General Keane said it was unclear whether the commander who ordered the downing of the drone was operating within his authority or was a rogue figure. But either way, he said, it impressed upon Mr. Trump that he would be risking a dangerous escalation over what was not intended to be an attack by Iran’s top leaders.
“I don’t think that’s what was decisive for the president,” General Keane said, but it contributed to the decision, which he said was mainly driven by the casualty concern. “What was decisive for him was the comparison for him, compared to destroying missile batteries and killing people, of shooting down a drone.”
By this point, time was running out. Mr. Graham, who had pushed for a strike, was on an airplane heading to the West Coast and out of touch. Mr. Trump scrubbed the mission.
The decision made, the military ordered ships and planes in the region to stand down. At the White House, Mr. Trump turned on his television to watch the opening of Mr. Carlson’s 8 p.m. show, where he heard what surely must have sounded like vindication. Onscreen, Mr. Carlson declared that “foreign wars have ended in dismal failure for the United States.”

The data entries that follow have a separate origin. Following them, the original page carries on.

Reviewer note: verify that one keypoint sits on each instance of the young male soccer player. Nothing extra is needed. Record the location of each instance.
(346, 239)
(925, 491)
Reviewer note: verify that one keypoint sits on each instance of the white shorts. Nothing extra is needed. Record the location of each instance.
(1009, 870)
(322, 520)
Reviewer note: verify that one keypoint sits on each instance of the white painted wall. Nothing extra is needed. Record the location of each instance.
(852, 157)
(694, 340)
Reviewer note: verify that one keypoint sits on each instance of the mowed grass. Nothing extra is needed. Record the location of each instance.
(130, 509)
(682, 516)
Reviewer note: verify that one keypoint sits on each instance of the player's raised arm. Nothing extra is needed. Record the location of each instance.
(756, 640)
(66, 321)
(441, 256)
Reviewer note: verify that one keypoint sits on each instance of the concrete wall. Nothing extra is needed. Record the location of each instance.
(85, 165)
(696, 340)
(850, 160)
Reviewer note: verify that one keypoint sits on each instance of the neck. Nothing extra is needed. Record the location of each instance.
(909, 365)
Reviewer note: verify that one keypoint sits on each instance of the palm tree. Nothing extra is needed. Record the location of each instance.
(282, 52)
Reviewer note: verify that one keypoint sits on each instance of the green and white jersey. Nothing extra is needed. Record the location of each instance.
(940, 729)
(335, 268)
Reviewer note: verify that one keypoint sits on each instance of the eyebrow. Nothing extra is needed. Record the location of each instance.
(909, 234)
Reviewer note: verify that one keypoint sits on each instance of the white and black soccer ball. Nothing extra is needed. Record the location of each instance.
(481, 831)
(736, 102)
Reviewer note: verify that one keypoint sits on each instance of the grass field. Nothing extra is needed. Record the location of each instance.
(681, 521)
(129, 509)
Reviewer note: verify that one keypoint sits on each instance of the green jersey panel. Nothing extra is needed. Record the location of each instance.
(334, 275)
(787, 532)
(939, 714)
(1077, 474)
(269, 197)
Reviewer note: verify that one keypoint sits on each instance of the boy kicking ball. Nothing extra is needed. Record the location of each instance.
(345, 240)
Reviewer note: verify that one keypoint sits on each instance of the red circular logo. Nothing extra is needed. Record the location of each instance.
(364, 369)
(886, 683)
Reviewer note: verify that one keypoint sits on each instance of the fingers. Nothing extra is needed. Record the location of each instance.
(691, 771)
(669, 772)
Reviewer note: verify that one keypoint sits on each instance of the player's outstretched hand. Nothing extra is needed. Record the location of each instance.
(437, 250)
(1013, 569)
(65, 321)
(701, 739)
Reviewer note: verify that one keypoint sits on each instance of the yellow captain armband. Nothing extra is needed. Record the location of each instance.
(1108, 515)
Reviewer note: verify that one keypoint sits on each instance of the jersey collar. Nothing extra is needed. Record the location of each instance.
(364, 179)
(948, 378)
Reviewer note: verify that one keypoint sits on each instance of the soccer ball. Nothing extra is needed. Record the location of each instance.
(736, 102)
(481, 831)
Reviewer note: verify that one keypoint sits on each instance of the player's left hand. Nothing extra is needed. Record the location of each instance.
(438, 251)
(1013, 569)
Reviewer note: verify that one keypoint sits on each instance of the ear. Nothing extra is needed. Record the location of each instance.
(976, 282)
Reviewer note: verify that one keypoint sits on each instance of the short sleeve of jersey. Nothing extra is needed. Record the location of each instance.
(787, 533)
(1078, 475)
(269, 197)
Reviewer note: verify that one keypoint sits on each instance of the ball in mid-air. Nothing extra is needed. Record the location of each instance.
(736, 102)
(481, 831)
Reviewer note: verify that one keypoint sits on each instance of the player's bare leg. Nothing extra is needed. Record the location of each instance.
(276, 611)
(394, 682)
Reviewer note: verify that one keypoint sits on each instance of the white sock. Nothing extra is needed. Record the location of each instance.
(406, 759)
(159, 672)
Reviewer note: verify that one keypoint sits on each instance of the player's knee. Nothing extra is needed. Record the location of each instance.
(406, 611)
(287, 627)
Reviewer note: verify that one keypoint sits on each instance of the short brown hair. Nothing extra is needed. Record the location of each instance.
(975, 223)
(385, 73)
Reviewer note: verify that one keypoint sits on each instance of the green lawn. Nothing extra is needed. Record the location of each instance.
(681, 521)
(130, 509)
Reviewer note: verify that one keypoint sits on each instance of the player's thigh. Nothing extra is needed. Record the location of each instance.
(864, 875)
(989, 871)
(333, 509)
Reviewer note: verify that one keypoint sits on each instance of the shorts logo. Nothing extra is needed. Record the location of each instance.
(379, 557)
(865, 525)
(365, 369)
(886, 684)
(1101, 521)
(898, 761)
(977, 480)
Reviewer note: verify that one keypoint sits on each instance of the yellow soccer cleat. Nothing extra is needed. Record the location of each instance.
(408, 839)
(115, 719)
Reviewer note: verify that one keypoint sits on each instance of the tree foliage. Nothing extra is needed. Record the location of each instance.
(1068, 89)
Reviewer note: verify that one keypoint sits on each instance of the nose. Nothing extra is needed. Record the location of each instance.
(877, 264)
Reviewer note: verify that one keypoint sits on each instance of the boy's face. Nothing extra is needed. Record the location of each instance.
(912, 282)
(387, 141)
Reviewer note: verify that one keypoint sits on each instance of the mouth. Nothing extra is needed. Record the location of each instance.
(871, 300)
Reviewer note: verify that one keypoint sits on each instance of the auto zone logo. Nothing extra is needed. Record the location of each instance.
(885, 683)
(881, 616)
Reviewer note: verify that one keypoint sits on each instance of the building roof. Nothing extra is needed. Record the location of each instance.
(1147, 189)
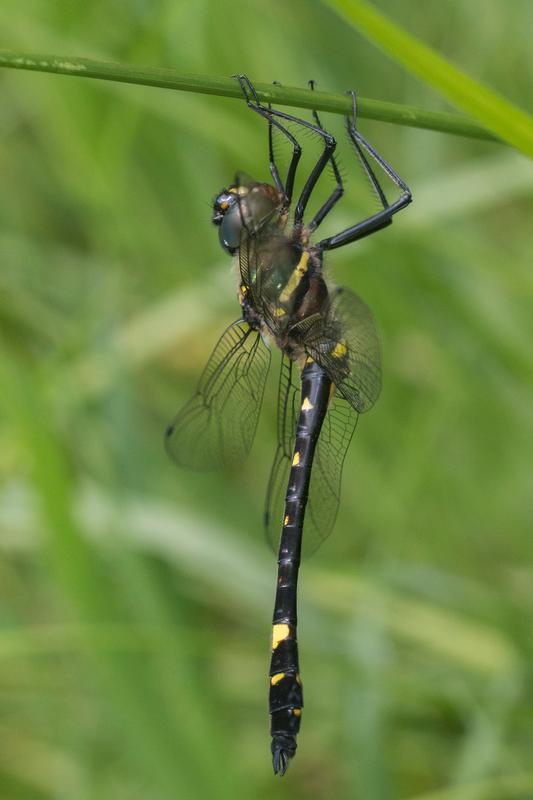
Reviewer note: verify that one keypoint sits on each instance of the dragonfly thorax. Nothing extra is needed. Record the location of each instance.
(244, 208)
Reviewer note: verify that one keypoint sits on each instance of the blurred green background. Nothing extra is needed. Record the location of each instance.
(135, 598)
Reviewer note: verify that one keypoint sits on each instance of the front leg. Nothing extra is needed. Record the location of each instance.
(382, 218)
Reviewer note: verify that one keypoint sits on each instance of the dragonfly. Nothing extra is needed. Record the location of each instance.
(330, 367)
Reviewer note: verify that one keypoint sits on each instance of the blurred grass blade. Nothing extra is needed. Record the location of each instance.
(159, 707)
(493, 111)
(333, 102)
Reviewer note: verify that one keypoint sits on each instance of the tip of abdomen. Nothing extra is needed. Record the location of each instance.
(283, 748)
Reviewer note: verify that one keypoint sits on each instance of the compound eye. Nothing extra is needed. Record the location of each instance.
(230, 229)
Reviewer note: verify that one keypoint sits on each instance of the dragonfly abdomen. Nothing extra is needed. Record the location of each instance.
(286, 696)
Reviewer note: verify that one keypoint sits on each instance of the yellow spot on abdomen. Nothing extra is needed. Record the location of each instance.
(340, 350)
(279, 633)
(295, 278)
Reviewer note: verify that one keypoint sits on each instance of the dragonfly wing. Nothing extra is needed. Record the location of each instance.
(288, 408)
(326, 473)
(345, 343)
(217, 426)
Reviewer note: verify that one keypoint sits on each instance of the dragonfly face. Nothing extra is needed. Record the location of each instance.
(330, 371)
(244, 207)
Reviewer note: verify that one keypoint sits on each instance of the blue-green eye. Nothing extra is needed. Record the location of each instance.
(230, 229)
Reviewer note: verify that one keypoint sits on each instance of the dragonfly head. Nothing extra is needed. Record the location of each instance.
(243, 209)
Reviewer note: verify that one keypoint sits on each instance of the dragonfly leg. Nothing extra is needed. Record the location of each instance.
(253, 102)
(339, 189)
(383, 217)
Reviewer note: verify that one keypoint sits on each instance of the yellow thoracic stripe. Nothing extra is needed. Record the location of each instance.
(295, 278)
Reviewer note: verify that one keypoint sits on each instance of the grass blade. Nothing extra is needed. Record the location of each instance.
(493, 111)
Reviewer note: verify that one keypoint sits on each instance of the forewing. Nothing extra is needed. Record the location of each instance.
(217, 426)
(326, 473)
(345, 343)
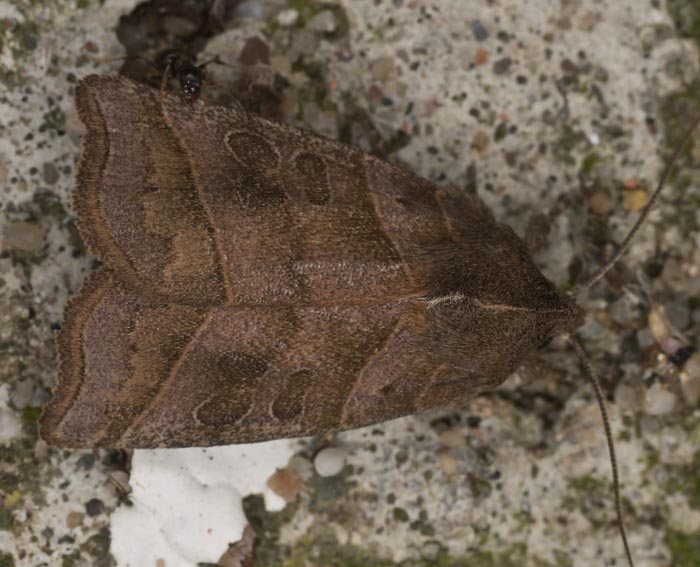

While no decision had been announced yet, Mr. Carlson praised Mr. Trump for resisting military intervention in Iran. “The same people who lured us into the Iraq quagmire 16 years ago are demanding a new war, this one with Iran,” he said. “The president, to his great credit, appears to be skeptical of this — very skeptical.”
If he kept the television on, though, Mr. Trump would have heard a radically different message from another friend on Fox at 9 p.m. With the news of Mr. Trump’s decision still not public, Sean Hannity declared that Mr. Trump may have “no choice” but to “bomb the hell out of them.”
For one night, at least, that would not be true. But the battle for Mr. Trump’s ear is not over.